Jamais mon nom ne m'avait parut si inconnu et si peu familier.

—J'espérais que…

—Qu'est-ce que tu espérais ? Hein ? Que je n'aurais cure de sa situation ? De ce petit manège ? Vous vous êtes bien foutues de moi toutes les deux ! Ah, putain, c'est bien la première fois qu'on me la fait celle là ! Non mais je rêve, vous vous être crues dans un jeu télévisé ou quelque chose comme ça ? C'est le moment où tu m'annonces qu'il y a une caméra cachée ?!

—J'espérais qu'Edie prendrait ses propres décisions.

—Tu t'es royalement plantée ! Espérer ? Haha, n'importe quoi.

Mon rire était semblable au bruit d'une vieille caisse qui a du mal à démarrer par temps froid. Mais il était nerveux, ne m'en tenez pas rigueur.

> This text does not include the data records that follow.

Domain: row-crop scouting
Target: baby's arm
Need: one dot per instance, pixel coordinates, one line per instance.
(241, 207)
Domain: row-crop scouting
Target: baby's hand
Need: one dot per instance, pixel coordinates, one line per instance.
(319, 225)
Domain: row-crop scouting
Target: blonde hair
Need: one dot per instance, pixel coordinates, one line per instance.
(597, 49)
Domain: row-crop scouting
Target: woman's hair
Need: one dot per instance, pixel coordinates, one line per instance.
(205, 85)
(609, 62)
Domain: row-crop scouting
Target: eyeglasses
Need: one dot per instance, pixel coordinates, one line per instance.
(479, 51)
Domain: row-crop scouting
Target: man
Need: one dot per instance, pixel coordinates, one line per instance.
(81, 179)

—Quand j'ai vu comment elle agissait avec toi, je pensais sincèrement qu'il y avait encore de l'espoir. Qu'elle ferait ses propres choix et pas seulement ce que son père attendait d'elle.

—Et Claude ? Il savait ?!

Quitte à faire du ménage dans ma liste d'amis, autant sortir le détergent. Celui qui fait tout disparaitre pour ne laisser aucune trace si ce n'est une odeur acre et tenace.

—Nous n'en avons jamais parlé. Peut-être qu'il s'en doutait un peu parce que dans la haute les gens parlent, et ce genre de chose arrive encore régulièrement même à l'époque actuelle. Claude n'a jamais vraiment suivi les règles de bienséance. Il penserait certainement qu'Edie serait plus intelligente que ça…

—Vraisemblablement pas ! C'est peut-être juste une idiote comme il y en a tant d'autres ! Comme vous l'avez été de croire à de pareilles inepties.

—Ce ne sont pas des inepties ! Byleth ! Je suis certaine qu'Edie ress-

—Tais-toi ! la coupai-je avant qu'elle ne dise quelque chose que je refusais maintenant d'entendre car ça ne servirait plus à rien. Je ne veux pas écouter un mot de plus !

J'étais en colère contre Edelgard, encore plus contre Dorothea qui se targuait d'être mon amie. Et aussi contre Claude, mais ça, c'est seulement parce que j'étais en colère contre le monde entier.